Wind turbines are neither clean nor green and they provide zero global energy - happy-go-lucky
https://www.spectator.co.uk/2017/05/wind-turbines-are-neither-clean-nor-green-and-they-provide-zero-global-energy/
======
cygx
Meanwhile, wind energy accounted for 14.2% of net public electricity
production in Germany in 2016.

Here's the breakup[1] according to the Frauenhofer Institute for Solar Energy
Systems[2].

[1] [http://i.imgur.com/Xi6ZpiI.png](http://i.imgur.com/Xi6ZpiI.png)

[2]
[https://www.ise.fraunhofer.de/content/dam/ise/de/documents/p...](https://www.ise.fraunhofer.de/content/dam/ise/de/documents/publications/studies/Stromerzeugung_2016.pdf)

------
abricot
From the Author of other works like:

"The climate change agenda is a conspiracy against the poor"

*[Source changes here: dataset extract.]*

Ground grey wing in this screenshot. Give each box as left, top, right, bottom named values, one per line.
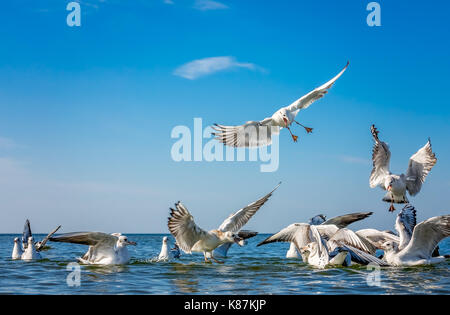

"How hunting and shooting help wildlife – and not just in Africa"

"Why climate change is good for the world"

"The windfarm delusion"

"Say no to wind farms: Shale of the century"

Fucking bozo.

------
slitaz
There is some blatant massaging of the numbers in this article. As if they are
merelly hell-bent against renewables.